Llamaban John Blue a un pequeño robot que por esos días hacía furor entre los escritores. Tenía forma humana, y si bien su color era plateado, cuando trabajaba emitía centelleos de un fantástico color azulado. Tenía la función de generar historias o bocetos de ellas a partir de las palabras que uno introducía en el teclado de su pecho. El mínimo era de dos palabras, no había máximo estipulado. Uno activaba el robot, lo conectaba a la computadora principal y se limitaba a elegir las palabras clave para la historia. Blue se ocupaba del resto. Una vez finalizada la carga de palabras, sólo había que presionar la tecla ubicada sobre el corazón.
Yo necesitaba un relato corto, cuyo tema principal fuera la muerte. Había escrito algo, pero aún no estaba conforme con los resultados. Prendí la computadora y releí mis borradores de la noche anterior. Sólo uno entre tres me parecía potable. Descarté los otros y tras el segundo café de la mañana, conecté a Blue.
Muchos de mis colegas ya no escribían, se limitaban a usar al pequeño robot y ellos sólo estampaban su firma como autores. Pero yo seguía escribiendo, creaba mis propios cuentos y novelas. Sólo usaba a Blue como un guía, y siempre elegía la opción “boceto” por sobre la de “relato completo”. Mi esposa me había regalado el robot al cumplir nuestro primer año de casados, con una notita. “Gracias por permitirme ser parte de tu historia. Te quiero. Beth”.
Le había costado una pequeña fortuna, y su obsequio llegó en una época de las que yo denomino “pantalla blanca”, en la cual me sentaba a escribir pero no podía avanzar ni una palabra; estaba bloqueado, sentía que me habían robado todas las ideas. Elizabeth no me había regalado a Blue para reemplazarme como escritor, sino como un salvavidas, una ayuda, un asistente de trabajo.
Mientras terminaba mi café, pensaba en que de verdad había sido un gran acierto el adquirir a John Blue.

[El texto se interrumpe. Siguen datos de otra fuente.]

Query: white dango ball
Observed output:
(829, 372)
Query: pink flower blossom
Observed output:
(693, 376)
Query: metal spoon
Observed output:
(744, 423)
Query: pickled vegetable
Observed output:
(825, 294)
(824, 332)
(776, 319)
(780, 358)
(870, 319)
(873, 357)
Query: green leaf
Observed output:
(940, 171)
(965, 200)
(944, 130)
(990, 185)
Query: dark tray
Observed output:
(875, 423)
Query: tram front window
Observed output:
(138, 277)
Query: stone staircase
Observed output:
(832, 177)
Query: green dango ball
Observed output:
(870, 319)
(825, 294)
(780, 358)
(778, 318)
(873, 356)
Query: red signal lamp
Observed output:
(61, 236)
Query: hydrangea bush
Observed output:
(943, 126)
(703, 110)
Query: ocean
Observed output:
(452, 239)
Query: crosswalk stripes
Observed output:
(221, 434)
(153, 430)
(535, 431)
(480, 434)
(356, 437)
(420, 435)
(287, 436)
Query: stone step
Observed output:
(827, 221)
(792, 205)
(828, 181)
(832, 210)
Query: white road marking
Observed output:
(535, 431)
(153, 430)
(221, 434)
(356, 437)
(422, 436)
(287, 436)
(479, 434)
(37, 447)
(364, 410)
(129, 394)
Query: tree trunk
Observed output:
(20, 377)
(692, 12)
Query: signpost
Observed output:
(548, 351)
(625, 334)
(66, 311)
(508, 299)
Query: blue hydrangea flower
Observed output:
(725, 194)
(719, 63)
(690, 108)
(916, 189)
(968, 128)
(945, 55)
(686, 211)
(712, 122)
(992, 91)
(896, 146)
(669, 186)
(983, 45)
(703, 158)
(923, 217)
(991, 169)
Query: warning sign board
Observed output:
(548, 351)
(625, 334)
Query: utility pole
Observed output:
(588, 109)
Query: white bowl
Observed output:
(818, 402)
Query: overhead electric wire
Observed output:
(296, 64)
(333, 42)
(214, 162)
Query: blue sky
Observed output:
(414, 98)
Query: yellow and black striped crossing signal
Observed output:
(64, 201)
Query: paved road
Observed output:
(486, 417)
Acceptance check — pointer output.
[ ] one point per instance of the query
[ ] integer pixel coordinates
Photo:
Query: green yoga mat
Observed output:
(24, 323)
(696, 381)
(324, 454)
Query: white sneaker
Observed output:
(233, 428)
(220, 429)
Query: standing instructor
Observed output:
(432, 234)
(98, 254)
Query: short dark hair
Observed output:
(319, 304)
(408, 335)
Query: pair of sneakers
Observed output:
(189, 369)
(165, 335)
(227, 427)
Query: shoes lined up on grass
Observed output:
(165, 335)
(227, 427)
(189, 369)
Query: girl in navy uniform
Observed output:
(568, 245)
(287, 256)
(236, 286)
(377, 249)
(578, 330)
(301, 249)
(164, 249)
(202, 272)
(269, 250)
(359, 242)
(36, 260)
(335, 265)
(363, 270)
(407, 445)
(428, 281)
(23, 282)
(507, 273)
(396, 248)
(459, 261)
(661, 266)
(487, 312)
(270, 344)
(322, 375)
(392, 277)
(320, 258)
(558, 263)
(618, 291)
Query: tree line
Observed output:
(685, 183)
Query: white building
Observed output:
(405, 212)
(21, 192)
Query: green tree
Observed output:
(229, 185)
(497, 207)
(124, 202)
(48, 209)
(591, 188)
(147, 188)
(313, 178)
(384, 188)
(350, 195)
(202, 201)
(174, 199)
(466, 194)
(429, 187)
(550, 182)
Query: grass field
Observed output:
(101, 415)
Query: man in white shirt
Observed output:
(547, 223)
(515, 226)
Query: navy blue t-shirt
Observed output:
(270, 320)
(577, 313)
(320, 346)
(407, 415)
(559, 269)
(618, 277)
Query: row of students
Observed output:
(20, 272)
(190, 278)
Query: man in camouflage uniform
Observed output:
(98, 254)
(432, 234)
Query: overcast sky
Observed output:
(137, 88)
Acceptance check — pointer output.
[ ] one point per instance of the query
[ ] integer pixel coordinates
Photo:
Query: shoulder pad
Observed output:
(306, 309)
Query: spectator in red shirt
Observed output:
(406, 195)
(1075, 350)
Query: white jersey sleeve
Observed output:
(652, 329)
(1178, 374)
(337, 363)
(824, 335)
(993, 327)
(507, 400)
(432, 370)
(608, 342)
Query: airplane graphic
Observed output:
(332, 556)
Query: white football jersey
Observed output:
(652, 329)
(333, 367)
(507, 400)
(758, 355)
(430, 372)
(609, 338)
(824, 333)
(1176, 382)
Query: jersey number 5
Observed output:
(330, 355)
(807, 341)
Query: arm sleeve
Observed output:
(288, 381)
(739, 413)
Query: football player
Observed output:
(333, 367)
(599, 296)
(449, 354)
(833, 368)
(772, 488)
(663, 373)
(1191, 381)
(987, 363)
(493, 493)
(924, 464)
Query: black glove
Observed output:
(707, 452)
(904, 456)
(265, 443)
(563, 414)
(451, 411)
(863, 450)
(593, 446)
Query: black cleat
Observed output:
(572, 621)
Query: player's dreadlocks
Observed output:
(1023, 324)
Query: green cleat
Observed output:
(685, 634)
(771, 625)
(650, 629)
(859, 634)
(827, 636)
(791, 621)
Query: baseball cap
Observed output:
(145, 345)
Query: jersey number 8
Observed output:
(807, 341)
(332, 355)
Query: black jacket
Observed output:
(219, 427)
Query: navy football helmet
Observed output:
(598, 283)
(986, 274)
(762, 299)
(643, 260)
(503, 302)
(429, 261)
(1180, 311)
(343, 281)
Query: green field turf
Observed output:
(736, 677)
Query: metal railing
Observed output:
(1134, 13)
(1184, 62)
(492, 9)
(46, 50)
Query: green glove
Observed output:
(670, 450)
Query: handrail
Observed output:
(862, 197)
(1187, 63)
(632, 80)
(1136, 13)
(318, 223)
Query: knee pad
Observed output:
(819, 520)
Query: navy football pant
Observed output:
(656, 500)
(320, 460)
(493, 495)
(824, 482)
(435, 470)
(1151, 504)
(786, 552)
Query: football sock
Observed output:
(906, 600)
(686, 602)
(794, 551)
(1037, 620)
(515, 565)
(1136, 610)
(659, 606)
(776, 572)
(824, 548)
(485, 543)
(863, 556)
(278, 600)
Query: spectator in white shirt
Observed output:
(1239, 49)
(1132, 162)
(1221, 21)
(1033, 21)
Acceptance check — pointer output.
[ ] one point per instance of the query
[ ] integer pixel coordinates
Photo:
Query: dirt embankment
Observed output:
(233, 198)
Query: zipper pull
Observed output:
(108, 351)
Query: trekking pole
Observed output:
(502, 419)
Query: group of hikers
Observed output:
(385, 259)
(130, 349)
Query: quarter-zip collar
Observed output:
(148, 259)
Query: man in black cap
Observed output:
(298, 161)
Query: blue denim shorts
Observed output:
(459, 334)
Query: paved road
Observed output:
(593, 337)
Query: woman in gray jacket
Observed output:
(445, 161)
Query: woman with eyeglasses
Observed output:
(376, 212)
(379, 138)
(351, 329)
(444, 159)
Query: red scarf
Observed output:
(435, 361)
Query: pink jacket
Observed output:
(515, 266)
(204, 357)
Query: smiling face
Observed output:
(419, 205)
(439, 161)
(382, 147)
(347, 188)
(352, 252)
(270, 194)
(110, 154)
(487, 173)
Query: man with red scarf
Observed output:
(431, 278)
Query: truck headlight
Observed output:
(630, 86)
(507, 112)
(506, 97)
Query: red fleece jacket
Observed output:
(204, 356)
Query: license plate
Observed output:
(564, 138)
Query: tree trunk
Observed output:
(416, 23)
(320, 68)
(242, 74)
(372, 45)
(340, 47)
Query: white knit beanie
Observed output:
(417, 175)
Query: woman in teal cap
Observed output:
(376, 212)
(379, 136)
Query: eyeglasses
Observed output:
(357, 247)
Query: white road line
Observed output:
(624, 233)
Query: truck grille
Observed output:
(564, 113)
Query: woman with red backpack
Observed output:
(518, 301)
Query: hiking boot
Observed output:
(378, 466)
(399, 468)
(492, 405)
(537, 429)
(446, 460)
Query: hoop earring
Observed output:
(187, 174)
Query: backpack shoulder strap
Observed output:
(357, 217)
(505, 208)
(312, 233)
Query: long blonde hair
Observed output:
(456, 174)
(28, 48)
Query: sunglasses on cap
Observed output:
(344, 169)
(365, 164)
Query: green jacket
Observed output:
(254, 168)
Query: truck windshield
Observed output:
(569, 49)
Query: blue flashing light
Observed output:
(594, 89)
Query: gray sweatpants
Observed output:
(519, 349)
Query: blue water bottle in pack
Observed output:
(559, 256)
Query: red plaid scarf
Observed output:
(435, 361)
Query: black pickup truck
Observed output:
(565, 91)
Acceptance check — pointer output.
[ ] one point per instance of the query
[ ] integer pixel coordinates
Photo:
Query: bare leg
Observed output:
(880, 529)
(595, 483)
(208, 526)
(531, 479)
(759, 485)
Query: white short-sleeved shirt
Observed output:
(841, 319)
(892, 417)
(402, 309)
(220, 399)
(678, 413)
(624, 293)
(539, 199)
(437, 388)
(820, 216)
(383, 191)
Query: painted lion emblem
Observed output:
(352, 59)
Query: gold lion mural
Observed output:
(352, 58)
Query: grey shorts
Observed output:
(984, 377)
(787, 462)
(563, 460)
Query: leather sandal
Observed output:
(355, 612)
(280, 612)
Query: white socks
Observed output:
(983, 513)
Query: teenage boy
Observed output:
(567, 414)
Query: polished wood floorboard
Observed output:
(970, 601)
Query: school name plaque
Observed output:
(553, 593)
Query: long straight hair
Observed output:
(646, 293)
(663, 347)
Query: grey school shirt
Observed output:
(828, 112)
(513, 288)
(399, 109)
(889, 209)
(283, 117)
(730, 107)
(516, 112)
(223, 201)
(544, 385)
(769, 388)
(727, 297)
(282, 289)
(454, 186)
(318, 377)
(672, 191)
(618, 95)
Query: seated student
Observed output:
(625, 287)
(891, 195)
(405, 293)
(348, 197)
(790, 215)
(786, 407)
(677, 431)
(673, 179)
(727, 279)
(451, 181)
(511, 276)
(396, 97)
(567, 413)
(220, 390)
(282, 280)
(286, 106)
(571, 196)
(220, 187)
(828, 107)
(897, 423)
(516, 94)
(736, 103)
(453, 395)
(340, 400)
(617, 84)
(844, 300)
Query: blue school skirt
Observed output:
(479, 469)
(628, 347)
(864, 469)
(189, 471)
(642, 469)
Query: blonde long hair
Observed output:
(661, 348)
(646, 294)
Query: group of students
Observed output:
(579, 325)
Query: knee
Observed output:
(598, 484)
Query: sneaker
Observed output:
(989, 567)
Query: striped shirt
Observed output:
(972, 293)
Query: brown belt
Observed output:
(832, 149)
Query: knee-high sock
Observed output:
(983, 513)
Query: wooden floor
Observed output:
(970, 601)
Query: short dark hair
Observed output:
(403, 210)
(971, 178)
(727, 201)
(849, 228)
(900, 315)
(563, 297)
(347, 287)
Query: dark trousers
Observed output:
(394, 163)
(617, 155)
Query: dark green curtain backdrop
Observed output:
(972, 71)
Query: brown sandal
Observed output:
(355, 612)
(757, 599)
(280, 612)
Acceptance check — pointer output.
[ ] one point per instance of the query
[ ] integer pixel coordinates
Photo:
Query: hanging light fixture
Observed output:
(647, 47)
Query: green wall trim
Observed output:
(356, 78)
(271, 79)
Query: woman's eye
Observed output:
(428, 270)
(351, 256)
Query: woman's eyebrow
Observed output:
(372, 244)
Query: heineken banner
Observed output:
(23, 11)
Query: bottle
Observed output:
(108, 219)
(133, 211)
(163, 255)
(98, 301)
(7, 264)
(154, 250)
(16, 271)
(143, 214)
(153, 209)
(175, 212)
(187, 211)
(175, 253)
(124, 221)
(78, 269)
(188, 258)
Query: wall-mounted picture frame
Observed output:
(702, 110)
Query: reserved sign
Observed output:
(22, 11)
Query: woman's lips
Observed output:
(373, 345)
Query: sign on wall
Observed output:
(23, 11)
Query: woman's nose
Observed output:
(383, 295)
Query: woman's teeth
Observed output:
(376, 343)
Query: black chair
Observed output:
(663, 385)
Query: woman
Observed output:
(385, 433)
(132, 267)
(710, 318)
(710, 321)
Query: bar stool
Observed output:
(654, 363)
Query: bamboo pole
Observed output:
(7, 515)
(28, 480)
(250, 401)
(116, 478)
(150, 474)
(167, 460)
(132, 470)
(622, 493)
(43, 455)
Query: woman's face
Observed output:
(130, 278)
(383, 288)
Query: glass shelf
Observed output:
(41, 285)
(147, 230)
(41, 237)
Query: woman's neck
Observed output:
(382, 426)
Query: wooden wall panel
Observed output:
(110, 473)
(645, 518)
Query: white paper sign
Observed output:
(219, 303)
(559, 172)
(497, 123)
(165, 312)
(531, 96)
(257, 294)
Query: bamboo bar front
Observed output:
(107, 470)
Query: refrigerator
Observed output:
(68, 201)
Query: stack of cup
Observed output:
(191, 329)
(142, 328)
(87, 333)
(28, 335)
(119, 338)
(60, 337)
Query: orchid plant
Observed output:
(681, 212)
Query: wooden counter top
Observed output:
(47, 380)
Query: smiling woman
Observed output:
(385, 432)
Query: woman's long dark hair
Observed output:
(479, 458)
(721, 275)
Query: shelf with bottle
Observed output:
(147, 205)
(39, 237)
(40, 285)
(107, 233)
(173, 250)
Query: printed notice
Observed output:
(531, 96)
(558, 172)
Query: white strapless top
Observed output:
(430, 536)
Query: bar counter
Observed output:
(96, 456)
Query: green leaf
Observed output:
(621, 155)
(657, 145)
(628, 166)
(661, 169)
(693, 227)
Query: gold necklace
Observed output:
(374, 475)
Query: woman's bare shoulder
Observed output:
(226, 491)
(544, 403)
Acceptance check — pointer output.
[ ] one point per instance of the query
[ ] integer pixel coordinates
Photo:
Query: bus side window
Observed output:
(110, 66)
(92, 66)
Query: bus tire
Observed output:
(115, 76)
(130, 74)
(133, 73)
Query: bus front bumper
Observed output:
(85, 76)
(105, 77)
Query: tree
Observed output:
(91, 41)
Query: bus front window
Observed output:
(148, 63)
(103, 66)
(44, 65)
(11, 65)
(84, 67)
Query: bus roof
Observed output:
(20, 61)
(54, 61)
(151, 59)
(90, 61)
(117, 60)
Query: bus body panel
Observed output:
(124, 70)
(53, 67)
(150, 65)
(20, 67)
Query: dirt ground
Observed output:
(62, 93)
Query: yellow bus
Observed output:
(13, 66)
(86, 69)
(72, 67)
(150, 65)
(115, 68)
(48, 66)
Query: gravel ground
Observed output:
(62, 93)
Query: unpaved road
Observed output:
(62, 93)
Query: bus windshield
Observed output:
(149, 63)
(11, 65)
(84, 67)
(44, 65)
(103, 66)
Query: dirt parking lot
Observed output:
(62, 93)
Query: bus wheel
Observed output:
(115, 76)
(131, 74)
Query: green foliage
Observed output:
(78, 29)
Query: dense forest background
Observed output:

De a poco comenzamos a ver buenos resultados, mi depresión cedía a la vez que aumentaban mis relatos en cantidad, y sobre todo, calidad.
Con el robot aguardando instrucciones, anoté las palabras escogidas. No más de una docena, precisaba un relato breve y ya tenía algo escrito por mí. Blue comenzó a trabajar. Su suave zumbido y centelleos azules siempre me resultaban hipnóticos. Me quedé dormido en el sillón. Desperté horas después, con el timbre del teléfono llamando insistentemente. Una voz, del otro lado del teléfono, me comunicó, conmocionada, que mi esposa se había arrojado a las vías del tren.
No... ¡Elizabeth!... mi amor, mi vida...
John Blue sigue conectado a la computadora. Mira, desde sus ojos de cristal líquido, el cuerpo sin vida del escritor, las lágrimas, el revólver en el suelo, el agujero en la sien.
Y súbitamente pasa al modo “historia completa”. Su cuento del escritor suicida circula por Internet como una leyenda urbana. Y es todo un éxito.